I got into this after my last trip to Costa Rica, where we had a guide who would take us on sunrise bird walks in the mornings. I enjoyed it so much it made me wonder what birds we have at home that I had not paid any attention to. Turns out there are a lot of really great birds in Utah too! I got a bridge camera (meaning not a DSLR, but a nice 60x optical zoom with plenty of setting options) for Christmas last year and feel like I'm finally getting some decent photos.

Being the rather obsessive person that I am... I jumped in to doing the Tracy Aviary's Citizen Science program, where they train you to identify birds by sight and sound, and then do volunteer work conducting surveys around the Salt Lake area that are used for scientific purposes (so they can track the various populations better.) I'm about done with training - we did our field evaluations this morning, which went okay, and then I have a written test tomorrow... fingers crossed! (Hah, not that it's the end of the world if I don't do well, as they'd likely just have you be the recorder rather than the observer on a team, but there's that part of me that's like A TEST! I must know everything... and I don't. EEK!) But needless to say, learning to identify birds by sound only is quite a task, and I'm only about a year and a half into this... lots of the other folks doing this with me have been birding for 10, 20, 30 years or more.

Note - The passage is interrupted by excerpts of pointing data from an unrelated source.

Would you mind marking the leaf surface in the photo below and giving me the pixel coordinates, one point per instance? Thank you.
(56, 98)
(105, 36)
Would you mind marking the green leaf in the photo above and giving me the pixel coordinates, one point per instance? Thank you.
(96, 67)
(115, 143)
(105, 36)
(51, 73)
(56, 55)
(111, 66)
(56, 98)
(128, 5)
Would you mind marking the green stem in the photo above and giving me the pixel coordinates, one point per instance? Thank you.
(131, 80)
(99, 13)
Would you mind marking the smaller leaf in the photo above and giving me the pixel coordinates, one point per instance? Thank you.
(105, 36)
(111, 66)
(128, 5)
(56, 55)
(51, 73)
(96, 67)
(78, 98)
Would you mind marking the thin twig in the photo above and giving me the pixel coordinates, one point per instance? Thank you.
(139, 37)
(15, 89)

Anyway - here are a few recent photos:

A Lazuli Bunting - these are really common in the Salt Lake valley during summer (they just returned in the last week or two), but I never noticed them until I started birding - they're so tiny if you don't look for them you'd probably never notice one, despite the brilliant colors!

Lazuli Bunting 2 May 2017 CCC.jpg

A Northern Mockingbird putting on a show. He'd sit perched on the highest branch of a bush singing and then leap up, flutter around and go back to the same perch. Literally - LOOK AT ME!!!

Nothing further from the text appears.